Readers are likely to have noted of the welcome surprise when in the Sight & Sound decennial poll for 2022 a little known Belgium film garnered the highest number of votes among contributing critics. Jeanne Dielman, 23 quai du Commerce, 1080 Bruxelles is a 1975 feature written and directed by the then young film-maker Chantal Ackerman. It is long, over three hours, has an essentially minimalist style and fits into what is often called counter-cinema. It pipped three previous poll-winners, all closer to the mainstream film and all by directed by men: Ladri di biciclette: Citizen Kane: and Vertigo.

The film follows three days in the life of the titular character. She is a single mother with a teenage son and offers a challenging role for the fine French actress Delphine Seyrig. Apart from the mother and son, the only other characters are a neighbour and three gentlemen callers. It is for most of its running time a low-key drama finally disrupted by a fairly shocking sequence.

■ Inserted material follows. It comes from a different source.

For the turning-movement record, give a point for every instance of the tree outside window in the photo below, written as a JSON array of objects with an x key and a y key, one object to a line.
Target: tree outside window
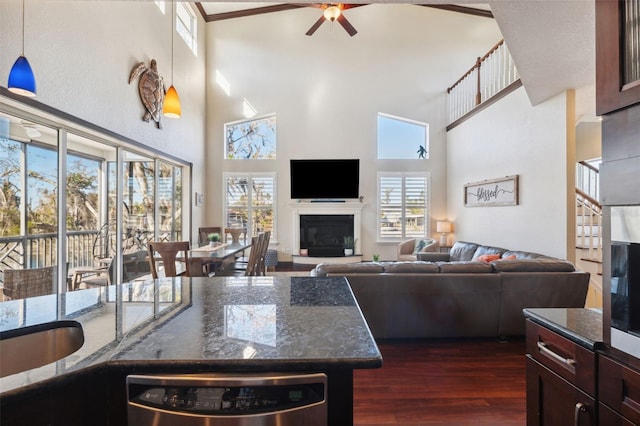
[{"x": 252, "y": 139}]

Fortunate Friends will have seen the feature during the 2013 Leeds International Film Festival with a good quality 35mm print screening at the Picture House. Given its success in the S&S poll and its important place in European cinema this would be a fine film to screen when the Picture House reopens. Unfortunately there does not seem to be a 35mm print in the country. In 2013 the Festival obtained its print from the Brussels Archive. Perhaps, a number of independent cinemas could band together to obtain a print for British audiences.

Jean-Luc Godard

Counter-cinema itself lost one of its luminaries in 2022, Jean-Luc Godard. Over the years many of his films have been seen on the Picture House screen: often challenging: frequently with fine visuals and sound: sometimes more insouciance than dramatic: always searching out new ground for cinema. His first film, A Bout de Soufflé (1960) made young audiences in particular sit up and take notice. His most recent, The Image Book (2018), broke new ground with colour and digital formats. To date there does not seem to have been a retrospective of Godard’s work; nothing at the Leeds Film Festival was a missed opportunity. So a series of films when the Picture House reopens would be welcome. The National Film Archive has 21 film prints of Godard’s titles, mainly on 35mm. These are predominantly from his earlier career: A bout de soufflé  but only on 16mm: Vivre sa vie (1962): Alphaville (1965): also Weekend and Le Mepris, both 1967. There are some titles on other formats but neither Film Socialisme (2010) or The Image Book. Even so, the prints available would offer a remarkable cinematic programme.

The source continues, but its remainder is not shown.